Leonardo da Vinci carried his journal with him everywhere so that he could record ideas, impressions, observations, jokes and fables as they occurred. His journals are a delightful mix of art, science, philosophy and whimsy.
An old friend of mine used to tell me that “writing crystallizes thought,” helps us to understand ourselves more clearly, and makes dreams become reality. With journal writing, you can explore a variety of personal issues that promote or hinder your efforts to quit your tobacco habit. It is not limited to a single topic or a single result, and there are no rules. It is an activity filled with creativity, insight, empowerment and fun. Your journal is a sanctuary where you can truthfully write about your thoughts, feelings, relationships and experiences.
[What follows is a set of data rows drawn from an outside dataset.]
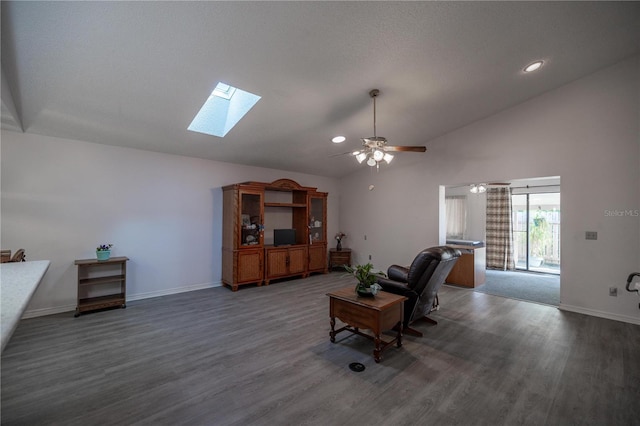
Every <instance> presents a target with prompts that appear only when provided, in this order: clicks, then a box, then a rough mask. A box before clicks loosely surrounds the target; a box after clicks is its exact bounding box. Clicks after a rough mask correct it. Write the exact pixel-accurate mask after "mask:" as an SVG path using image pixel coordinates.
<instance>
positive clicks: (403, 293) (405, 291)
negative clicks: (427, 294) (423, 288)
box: [378, 277, 415, 296]
mask: <svg viewBox="0 0 640 426" xmlns="http://www.w3.org/2000/svg"><path fill="white" fill-rule="evenodd" d="M378 284H380V286H381V287H382V290H383V291H386V292H389V293H393V294H398V295H400V296H407V295H408V294H409V293H414V294H415V291H413V289H410V288H409V286H408V285H407V284H406V283H401V282H398V281H394V280H390V279H388V278H382V277H379V278H378Z"/></svg>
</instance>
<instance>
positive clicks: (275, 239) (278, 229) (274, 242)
mask: <svg viewBox="0 0 640 426" xmlns="http://www.w3.org/2000/svg"><path fill="white" fill-rule="evenodd" d="M295 243H296V230H295V229H274V230H273V245H274V246H289V245H293V244H295Z"/></svg>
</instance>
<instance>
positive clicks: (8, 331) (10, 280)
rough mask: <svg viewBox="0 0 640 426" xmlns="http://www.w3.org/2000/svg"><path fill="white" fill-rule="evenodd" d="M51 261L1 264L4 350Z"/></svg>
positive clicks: (39, 284) (0, 276) (1, 334)
mask: <svg viewBox="0 0 640 426" xmlns="http://www.w3.org/2000/svg"><path fill="white" fill-rule="evenodd" d="M50 263H51V262H50V261H48V260H37V261H33V262H15V263H3V264H0V299H1V303H0V308H1V309H2V311H1V312H0V323H1V326H2V334H1V338H2V350H4V347H5V346H6V345H7V343H8V342H9V339H11V336H12V335H13V332H14V331H15V329H16V327H17V326H18V323H19V322H20V318H22V314H23V313H24V311H25V310H26V309H27V306H28V305H29V301H30V300H31V298H32V297H33V294H34V293H35V292H36V289H37V288H38V286H39V285H40V282H41V281H42V277H44V274H45V273H46V272H47V269H49V264H50Z"/></svg>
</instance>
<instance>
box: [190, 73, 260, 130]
mask: <svg viewBox="0 0 640 426" xmlns="http://www.w3.org/2000/svg"><path fill="white" fill-rule="evenodd" d="M259 100H260V96H258V95H254V94H253V93H249V92H245V91H244V90H240V89H238V88H236V87H233V86H230V85H228V84H225V83H222V82H220V83H218V84H217V85H216V87H215V89H213V92H211V94H210V95H209V97H208V98H207V100H206V102H205V103H204V105H202V108H200V111H198V114H196V116H195V118H194V119H193V121H192V122H191V124H190V125H189V127H188V128H187V129H188V130H191V131H192V132H198V133H205V134H207V135H212V136H218V137H221V138H222V137H224V136H225V135H226V134H227V133H229V131H230V130H231V129H232V128H233V127H234V126H235V125H236V124H237V123H238V122H239V121H240V120H241V119H242V117H244V116H245V114H246V113H248V112H249V110H250V109H251V108H253V106H254V105H255V104H256V103H258V101H259Z"/></svg>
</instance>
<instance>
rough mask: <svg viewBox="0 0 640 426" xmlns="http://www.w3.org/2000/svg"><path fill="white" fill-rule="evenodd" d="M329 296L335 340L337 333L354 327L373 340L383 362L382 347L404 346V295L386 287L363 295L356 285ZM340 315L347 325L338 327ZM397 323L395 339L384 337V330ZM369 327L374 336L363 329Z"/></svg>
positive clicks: (390, 329)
Recent research has shown that journal writing relieves stress and helps to alleviate the progression of illnesses like arthritis and asthma. In my personal experience, keeping a journal has been an invaluable tool for understanding and solving problems, setting and accomplishing goals, and expressing my creativity and spirituality. Journal writing reveals what it means to be the person you are at the time you are writing. The process of your growth toward becoming an ex-smoker will be reflected within its pages.
To start, first choose something to use for your personal journal. Your journal could be a three-ring binder (which works well because it is easy to add or delete pages), or you might want to go to a bookstore or art supply store and buy a book with blank pages. Many attractive blank-page books are produced just for journaling, and it is fun to have a special book just for this purpose.
I recommend keeping your journal in a hidden place where people will not be tempted to read it. By doing this, you can be sure of your privacy and feel free to write openly and honestly about whatever you want.
Find nice places in which to write. When the weather is nice I love to sit on my porch in the morning, and in the winter I love to sit by the fireplace and write at night. You can also draw, add pictures or photographs, mind-map, or used colored pens or pencils to make your writing more fun, meaningful and insightful. Be spontaneous and do not worry about making corrections or revisions.